Par Julien Chirol, Président de BayWa r.e. Solar Systems
Les stocks de panneaux photovoltaïques sont réputés hauts dans les entrepôts européens. Seule une très faible part de ces équipements est adaptée au marché français, et leur disponibilité se réduit dans un contexte de difficultés de transport.
L’information selon laquelle plusieurs dizaines de millions de panneaux photovoltaïques prendraient la poussière dans les entrepôts européens est régulièrement relayée. Les spéculations vont bon train et des chiffres considérables sont parfois évoqués. Rystad Energy les évaluait ainsi à 80 GWc, quand la puissance installée en 2023 en Europe était d’environ 60 GWc.
Un stockage conjoncturel
A défaut d’une collecte de données par un organisme indépendant, il est aujourd’hui difficile de contredire les spéculations sur le nombre de panneaux stockés. D’autant qu’elles reposent sur une part de vérité. Suite à la guerre en Ukraine et au blocage du canal de Suez, il est avéré que les fabricants chinois ont expédié à partir de 2022 une grande quantité de panneaux en Europe.
L’offre a donc été importante, dans un contexte de hausse des capacités de production et de guerre des prix chez les quatre plus gros fabricants mondiaux, qui avaient chacun pour objectif de capter 30 % du marché… La baisse des coûts du silicium a atteint un point bas historique fin 2023. Le prix des panneaux s’est effondré de plus de 50% ces 12 derniers mois, défiant les prédictions de tous les analystes, dont aucun n’avait imaginé un tel effondrement.
Une évaluation biaisée
Le nombre de panneaux disponibles sur étagères est calculé, de façon simpliste, comme la différence entre les importations et les installations sur un marché donné. Trois facteurs mettent pourtant à mal cette méthodologie de calcul. Une partie des stocks peuvent être comptabilisés plusieurs fois lorsqu’ils circulent d’un entrepôt à l’autre. D’autre part, le marché européen n’est pas toujours leur destination finale. Enfin, les installations et déstockages sont comptabilisés de manière moins rigoureuse que les importations, et sur une période de temps décalée.

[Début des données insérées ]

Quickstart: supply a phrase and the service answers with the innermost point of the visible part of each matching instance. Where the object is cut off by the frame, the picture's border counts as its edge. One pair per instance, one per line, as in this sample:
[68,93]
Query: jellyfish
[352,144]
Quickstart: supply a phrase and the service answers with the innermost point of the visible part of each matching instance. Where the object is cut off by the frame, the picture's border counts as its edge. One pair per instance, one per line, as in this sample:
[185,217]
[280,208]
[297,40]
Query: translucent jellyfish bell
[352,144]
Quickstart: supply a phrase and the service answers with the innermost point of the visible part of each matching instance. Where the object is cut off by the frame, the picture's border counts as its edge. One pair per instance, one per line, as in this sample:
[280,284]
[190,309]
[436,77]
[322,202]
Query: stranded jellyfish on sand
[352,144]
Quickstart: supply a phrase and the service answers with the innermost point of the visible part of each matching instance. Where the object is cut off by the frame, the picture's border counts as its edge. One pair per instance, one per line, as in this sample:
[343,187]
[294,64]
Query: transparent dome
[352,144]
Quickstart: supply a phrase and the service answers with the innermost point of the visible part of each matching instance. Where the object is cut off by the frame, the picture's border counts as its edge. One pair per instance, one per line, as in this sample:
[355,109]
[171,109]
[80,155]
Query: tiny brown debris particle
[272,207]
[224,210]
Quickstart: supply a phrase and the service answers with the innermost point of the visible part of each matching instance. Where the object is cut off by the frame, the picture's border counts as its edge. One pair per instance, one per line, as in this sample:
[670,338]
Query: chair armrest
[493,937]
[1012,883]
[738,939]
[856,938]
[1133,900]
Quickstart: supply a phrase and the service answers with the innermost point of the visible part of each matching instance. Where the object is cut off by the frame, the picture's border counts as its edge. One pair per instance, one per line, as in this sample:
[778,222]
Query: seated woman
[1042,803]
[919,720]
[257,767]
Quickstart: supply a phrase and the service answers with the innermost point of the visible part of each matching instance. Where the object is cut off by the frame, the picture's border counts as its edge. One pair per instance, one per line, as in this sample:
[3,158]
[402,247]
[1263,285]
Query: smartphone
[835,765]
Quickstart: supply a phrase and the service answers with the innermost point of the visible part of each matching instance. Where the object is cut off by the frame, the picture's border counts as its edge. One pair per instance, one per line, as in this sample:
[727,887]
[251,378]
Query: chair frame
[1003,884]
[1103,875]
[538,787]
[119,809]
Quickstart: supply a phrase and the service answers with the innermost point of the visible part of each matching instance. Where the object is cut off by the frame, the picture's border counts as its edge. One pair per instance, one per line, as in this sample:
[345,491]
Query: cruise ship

Dans un marché en croissance de 50 % sur 12 mois, les panneaux sont souvent achetés plusieurs mois avant leur installation. Les panneaux stockés sont alors, en fait, déjà vendus, et non disponibles sur le marché.
Peu de panneaux adaptés au marché français
L’illusion selon laquelle les entrepôts européens regorgeraient de panneaux disponibles risque d’être particulièrement préjudiciable aux installateurs français. En effet, les fabricants ne tiennent pas de stock de panneaux adaptés aux spécificités du marché français. La France est isolée du marché européen sur les moyennes et grandes toitures du fait de l’exigence d’un bilan carbone pour les panneaux qui y seront installés. Une quantité infime des panneaux en stocks, ceux destinés au marché français, dispose de ce précieux sésame. Sur le marché résidentiel, les installateurs privilégient les panneaux de 425 Wc, puissance particulièrement adaptée au marché hexagonal. Il s’agit là d’une seconde spécificité du marché français, cette fois fiscale. Avec sept panneaux, il est en effet possible de ne pas dépasser la puissance de 3 kWc, seuil pour lequel la TVA est réduite à 10 %, et d’atteindre donc un optimum en termes de rendement financier.
Le risque de recourir à des panneaux de moindre qualité
Les délais de livraison en France pour des panneaux avec bilan carbone sont aujourd’hui de deux à trois mois. Pour un panneau 72 cellules, P-type d’ancienne génération, le stock sera certes disponible, mais ces panneaux seront peu adaptés au contexte français. Avec les conflits maritimes en mer rouge qui perdurent, des délais de deux à six semaines supplémentaires sont déjà nécessaires aux panneaux pour arriver en Europe. Il en résulte un vrai risque de rupture sur le marché français, à moins de recourir à des panneaux de moindre qualité.
En cas de hausse des prix, gare à l’effet ciseaux
Si en 2023, les installateurs ont voulu attendre le dernier moment pour passer commande et avoir les prix les plus bas, ils prennent aujourd’hui le risque d’être livrés en retard, et d’avoir du personnel au chômage technique. Un pari hasardeux, dans la mesure où les panneaux ne représentent maintenant qu’une faible part du prix total d’une installation photovoltaïque. Si la tendance des prix à la hausse venait à se confirmer, le risque d’un effet ciseau avec les retards de livraison peut même faire craindre des difficultés d’approvisionnement, auxquelles le marché français serait particulièrement exposé.